A400M rozbił s ę w maju 2015 pod Sewillą podczas próbnego lotu powodując śmierć czterech z 6 członków załogi, bo trzy z 4 silników stanęły w kilka minut po starcie.
Dane niezbędne do zapewnienia pracy silników zostały przypadkowo usunięte przy wprowadzaniu oprogramowania na ziemi, a piloci nie mieli pojęcia o jakimkolwiek problemie do czasu wyłączenia się silników — informowała agencja Reutera w kilka tygodni po katastrofie powołując się na osoby związane z ustalaniem przyczyn.
Tajny raport hiszpańskich sił zbrojnych sporządzony latem podkreśla brak koordynacji i złe decyzje, które zaszkodziły najważniejszemu programowi wojskowemu w Europie. Wnioski raportu potwierdzają, że silniki przestały pracować na skutek usunięcia danych — wynika z fragmentów raportu, jakie dotarły do agencji i informacji od 3 osób związanych ze śledztwem.
Raport stwierdza także, że producenci silników uprzedzili w październiku 2014 Airbusa i Europejską Agencję Bezpieczeństwa Lotniczego EASA, iż błędy w instalowaniu oprogramowania mogą wywołać utratę danych dotyczących pracy silników, a technicy mogą nie wiedzieć o istnieniu takiego problemu przed startem.
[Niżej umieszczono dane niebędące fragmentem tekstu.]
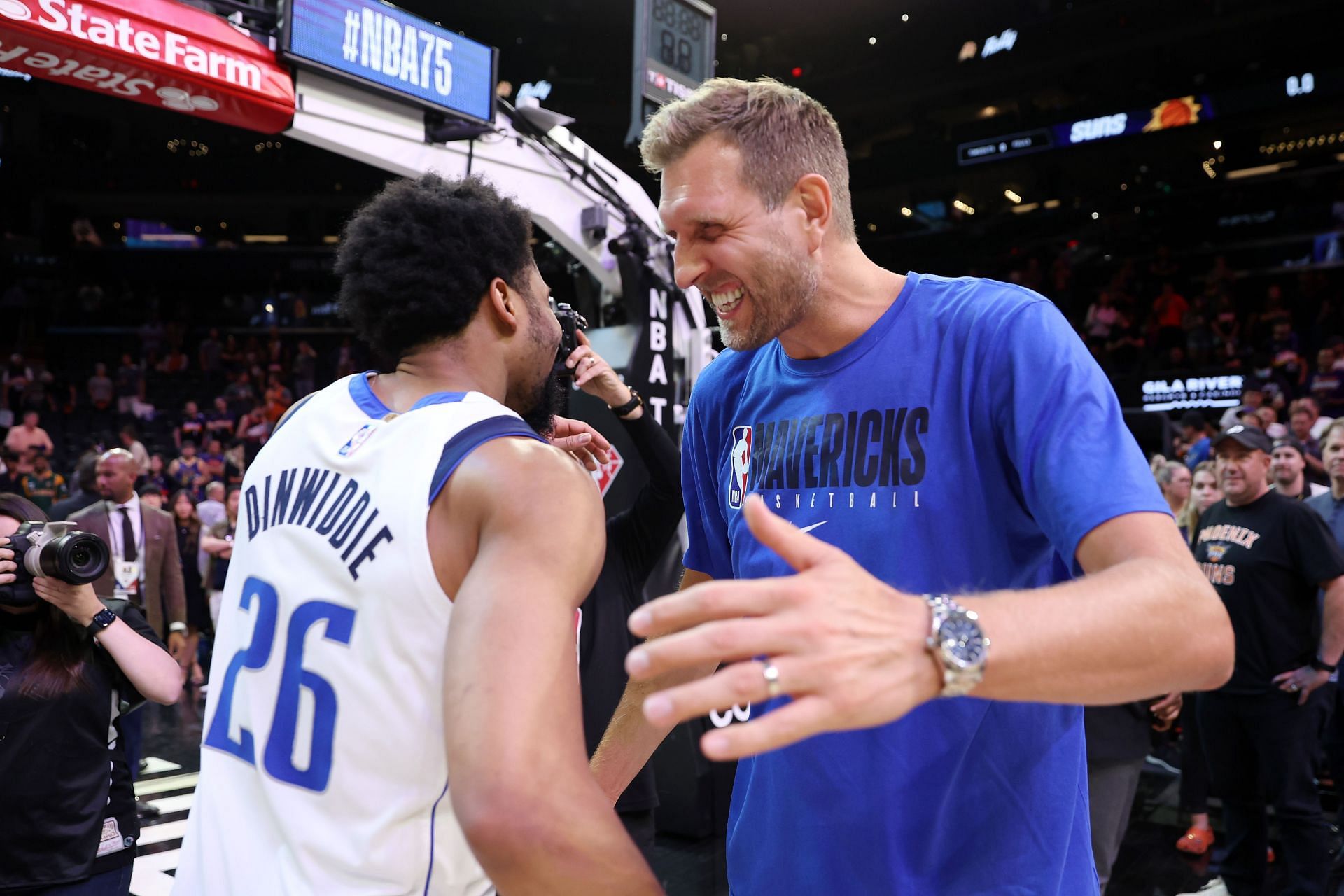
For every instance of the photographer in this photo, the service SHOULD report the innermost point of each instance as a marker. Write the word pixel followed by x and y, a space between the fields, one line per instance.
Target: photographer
pixel 635 540
pixel 66 824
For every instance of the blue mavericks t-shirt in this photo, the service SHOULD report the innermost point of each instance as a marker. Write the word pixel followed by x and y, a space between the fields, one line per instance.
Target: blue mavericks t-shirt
pixel 967 442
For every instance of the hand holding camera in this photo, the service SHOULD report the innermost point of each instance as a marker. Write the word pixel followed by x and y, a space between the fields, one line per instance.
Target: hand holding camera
pixel 594 375
pixel 55 564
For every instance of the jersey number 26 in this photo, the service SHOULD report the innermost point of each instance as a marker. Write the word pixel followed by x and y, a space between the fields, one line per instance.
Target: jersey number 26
pixel 279 757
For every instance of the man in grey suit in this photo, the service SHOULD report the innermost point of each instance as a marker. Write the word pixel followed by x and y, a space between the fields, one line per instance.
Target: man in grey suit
pixel 146 566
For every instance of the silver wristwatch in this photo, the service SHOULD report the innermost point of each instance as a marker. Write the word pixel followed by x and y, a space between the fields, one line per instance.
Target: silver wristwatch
pixel 958 644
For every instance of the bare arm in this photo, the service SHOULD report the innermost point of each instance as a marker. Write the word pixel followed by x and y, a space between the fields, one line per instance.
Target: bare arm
pixel 216 547
pixel 1142 621
pixel 1332 628
pixel 851 649
pixel 528 806
pixel 148 666
pixel 631 739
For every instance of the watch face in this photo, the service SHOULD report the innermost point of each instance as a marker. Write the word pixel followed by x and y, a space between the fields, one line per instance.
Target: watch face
pixel 962 641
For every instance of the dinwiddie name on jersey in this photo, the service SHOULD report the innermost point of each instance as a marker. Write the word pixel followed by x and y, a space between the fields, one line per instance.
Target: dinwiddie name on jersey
pixel 343 514
pixel 831 460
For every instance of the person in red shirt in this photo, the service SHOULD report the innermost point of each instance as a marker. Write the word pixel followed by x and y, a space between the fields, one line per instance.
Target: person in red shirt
pixel 1170 311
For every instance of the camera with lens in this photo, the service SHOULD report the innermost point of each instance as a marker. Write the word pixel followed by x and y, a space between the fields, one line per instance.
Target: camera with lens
pixel 570 324
pixel 55 550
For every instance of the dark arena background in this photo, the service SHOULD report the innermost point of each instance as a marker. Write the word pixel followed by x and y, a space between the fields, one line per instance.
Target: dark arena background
pixel 175 176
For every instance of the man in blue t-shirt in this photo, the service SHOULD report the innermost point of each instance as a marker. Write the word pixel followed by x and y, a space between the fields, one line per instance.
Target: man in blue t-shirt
pixel 936 437
pixel 1194 429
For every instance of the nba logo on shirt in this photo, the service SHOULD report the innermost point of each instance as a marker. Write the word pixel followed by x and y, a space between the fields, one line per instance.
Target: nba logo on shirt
pixel 741 465
pixel 355 441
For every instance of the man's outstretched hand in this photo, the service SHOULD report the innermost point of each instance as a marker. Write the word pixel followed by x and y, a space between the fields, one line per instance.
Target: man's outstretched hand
pixel 847 648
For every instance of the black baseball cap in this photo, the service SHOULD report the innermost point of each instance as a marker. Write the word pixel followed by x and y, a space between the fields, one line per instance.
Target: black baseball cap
pixel 1246 437
pixel 1288 441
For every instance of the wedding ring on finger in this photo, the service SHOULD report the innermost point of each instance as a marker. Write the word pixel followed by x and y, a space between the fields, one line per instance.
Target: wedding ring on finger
pixel 772 679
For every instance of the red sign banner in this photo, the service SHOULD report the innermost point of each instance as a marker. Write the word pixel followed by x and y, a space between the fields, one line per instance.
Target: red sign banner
pixel 152 51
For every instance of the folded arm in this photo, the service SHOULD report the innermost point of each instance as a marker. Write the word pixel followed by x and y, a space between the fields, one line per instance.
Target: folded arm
pixel 522 790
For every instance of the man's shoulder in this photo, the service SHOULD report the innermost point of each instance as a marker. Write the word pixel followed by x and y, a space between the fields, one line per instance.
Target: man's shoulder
pixel 86 512
pixel 724 378
pixel 1322 501
pixel 977 301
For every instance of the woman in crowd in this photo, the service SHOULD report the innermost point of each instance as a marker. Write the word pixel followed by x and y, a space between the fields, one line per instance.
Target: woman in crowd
pixel 188 548
pixel 67 814
pixel 219 546
pixel 1194 773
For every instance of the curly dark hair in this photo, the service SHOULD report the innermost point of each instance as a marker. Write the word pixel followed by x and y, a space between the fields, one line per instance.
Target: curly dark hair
pixel 417 258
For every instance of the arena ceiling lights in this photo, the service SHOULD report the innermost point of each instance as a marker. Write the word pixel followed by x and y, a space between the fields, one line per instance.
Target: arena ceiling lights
pixel 152 51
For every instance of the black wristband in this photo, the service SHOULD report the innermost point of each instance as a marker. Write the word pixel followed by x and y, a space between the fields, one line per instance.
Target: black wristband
pixel 101 621
pixel 622 410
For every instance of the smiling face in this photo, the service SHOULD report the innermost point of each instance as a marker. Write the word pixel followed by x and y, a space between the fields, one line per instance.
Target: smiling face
pixel 1332 454
pixel 1287 466
pixel 1242 472
pixel 1206 491
pixel 752 264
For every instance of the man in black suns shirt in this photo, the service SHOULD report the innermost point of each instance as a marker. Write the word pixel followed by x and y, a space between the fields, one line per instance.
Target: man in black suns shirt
pixel 1266 555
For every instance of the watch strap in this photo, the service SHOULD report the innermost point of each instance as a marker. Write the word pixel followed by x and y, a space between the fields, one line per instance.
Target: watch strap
pixel 958 680
pixel 101 621
pixel 622 410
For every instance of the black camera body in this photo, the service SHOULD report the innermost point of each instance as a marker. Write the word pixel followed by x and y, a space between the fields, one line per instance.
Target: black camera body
pixel 57 550
pixel 570 324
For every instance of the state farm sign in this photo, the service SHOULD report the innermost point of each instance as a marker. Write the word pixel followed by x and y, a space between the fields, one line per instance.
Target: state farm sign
pixel 152 51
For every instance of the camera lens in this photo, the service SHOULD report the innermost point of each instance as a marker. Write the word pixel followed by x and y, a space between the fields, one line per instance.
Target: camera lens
pixel 78 558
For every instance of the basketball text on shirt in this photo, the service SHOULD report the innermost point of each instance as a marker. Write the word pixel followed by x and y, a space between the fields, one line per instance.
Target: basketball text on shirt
pixel 825 454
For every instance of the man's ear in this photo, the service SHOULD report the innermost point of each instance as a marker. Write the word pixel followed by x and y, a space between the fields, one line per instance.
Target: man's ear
pixel 502 302
pixel 813 197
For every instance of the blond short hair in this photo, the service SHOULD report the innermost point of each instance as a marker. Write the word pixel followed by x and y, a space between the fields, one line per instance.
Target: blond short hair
pixel 781 132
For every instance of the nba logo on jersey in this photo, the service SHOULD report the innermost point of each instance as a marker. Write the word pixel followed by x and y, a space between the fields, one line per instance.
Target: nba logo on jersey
pixel 355 441
pixel 741 465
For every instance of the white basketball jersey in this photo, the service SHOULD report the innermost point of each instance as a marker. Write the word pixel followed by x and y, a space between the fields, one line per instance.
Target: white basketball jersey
pixel 323 763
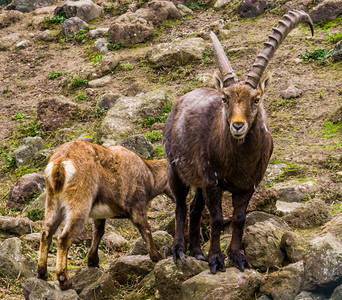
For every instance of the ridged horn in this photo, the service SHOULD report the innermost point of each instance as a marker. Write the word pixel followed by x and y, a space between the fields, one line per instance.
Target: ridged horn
pixel 222 62
pixel 290 21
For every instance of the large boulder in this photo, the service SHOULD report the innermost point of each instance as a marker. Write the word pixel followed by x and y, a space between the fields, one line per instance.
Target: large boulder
pixel 127 112
pixel 284 284
pixel 170 276
pixel 86 10
pixel 27 150
pixel 326 10
pixel 313 213
pixel 25 190
pixel 178 52
pixel 323 263
pixel 232 284
pixel 262 245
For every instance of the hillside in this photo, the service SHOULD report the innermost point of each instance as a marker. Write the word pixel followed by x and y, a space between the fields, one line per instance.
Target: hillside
pixel 61 87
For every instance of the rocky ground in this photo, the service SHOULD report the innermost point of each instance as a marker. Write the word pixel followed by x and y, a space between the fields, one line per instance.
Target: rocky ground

Airbus powiedział agencji Reutera, że do katastrofy doszło „z powodu wielu różnych czynników i składających się przyczyn", odmówił jednak skomentowania wniosków śledztwa, których nie ogłoszono publicznie. Od tamtej pory grupa dokonała zmiany wszystkich systemów i spowodowała, „aby nie doszło do powtórzenia się stwierdzonego łańcucha przyczyn" — dodał jeden z rzeczników.